Is it because the ospf protocol is not enabled in the vro that the core switch cannot obtain dynamic routes from the vro? However, when the core switch is directly connected to the vro, the terminal in the LAN can normally access the Intranet. This means that the core switch can learn dynamic routing from the vro during direct connection, why can't the core switch obtain dynamic routes from the vro after connecting to the hardware firewall? For such problems, the network management considers that the ospf Protocol needs to send a hello packet to the network in multicast mode when looking for dynamic neighbors, however, by default, the hardware firewall does not allow multicast packets to pass through. As a result, the hardware firewall will prevent the core switch from learning dynamic routing from the router. After dynamic routing is blocked, terminals in the LAN naturally cannot access the Intranet platform.

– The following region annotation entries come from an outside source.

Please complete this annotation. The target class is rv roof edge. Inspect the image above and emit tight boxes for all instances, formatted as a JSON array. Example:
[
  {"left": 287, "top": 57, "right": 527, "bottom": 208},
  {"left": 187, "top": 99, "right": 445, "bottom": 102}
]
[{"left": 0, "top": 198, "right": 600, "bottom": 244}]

After finding out the cause of the fault, the network administrator immediately reconfigured the appropriate access rules in the hardware firewall to ensure that the device would not "Block" the dynamic routing, when the Network Manager executes the "show ip ospf neighbor" string command on the core switch again, it finds the ospf neighbor. During the online test, it finds that the terminal has been able to access the Intranet smoothly, so far, the failure to access the Intranet has been successfully solved.